Re: This conversation is bound to happen any day now

Posted: Mon Oct 08, 2012 4:22 pm
by _Fence Sitter
It does bring up the question of how college applications for missionaries will be done. Will they have to wait until they return to file them or?

Re: This conversation is bound to happen any day now

Posted: Mon Oct 08, 2012 4:24 pm
by _Drifting
This pronouncement is further proof of the little couplet that "when the Prophet speaks, no thinking has been done..."

Re: This conversation is bound to happen any day now

Posted: Mon Oct 08, 2012 4:49 pm
by _DrW
Drifting wrote:This pronouncement is further proof of the little couplet that "when the Prophet speaks, no thinking has been done..."

A couplet of truth, if there ever was one.
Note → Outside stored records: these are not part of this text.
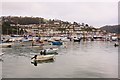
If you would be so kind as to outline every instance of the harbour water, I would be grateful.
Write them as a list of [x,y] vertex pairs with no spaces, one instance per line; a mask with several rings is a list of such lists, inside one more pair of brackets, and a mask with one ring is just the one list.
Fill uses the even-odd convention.
[[[2,48],[3,78],[118,78],[118,47],[114,42],[81,41],[58,46],[52,62],[31,63],[39,48]],[[1,67],[0,67],[1,69]]]

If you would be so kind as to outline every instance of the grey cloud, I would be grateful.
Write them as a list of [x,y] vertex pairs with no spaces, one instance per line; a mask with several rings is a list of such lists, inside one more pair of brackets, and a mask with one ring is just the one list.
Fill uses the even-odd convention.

Re: This conversation is bound to happen any day now

Posted: Mon Oct 08, 2012 4:51 pm
by _just me
I wonder how many more families will be asking the ward to pay for their child's mission.

Wonder if the church thought about that one.

Re: This conversation is bound to happen any day now

Posted: Mon Oct 08, 2012 4:55 pm
by _Tchild
Drifting wrote:This pronouncement is further proof of the little couplet that "when the Prophet speaks, no thinking has been done..."

Indeed, all the ballyhoo for nothing more than an administrative tweek.

LDS leaders "raised the bar" for missionaries a few years back, but the members refuse to "raise the bar" for what constitutes "revelation" from their leaders, accepting it right at ground level and in the mud.

-man, all of a sudden I am "angry" again. What gives?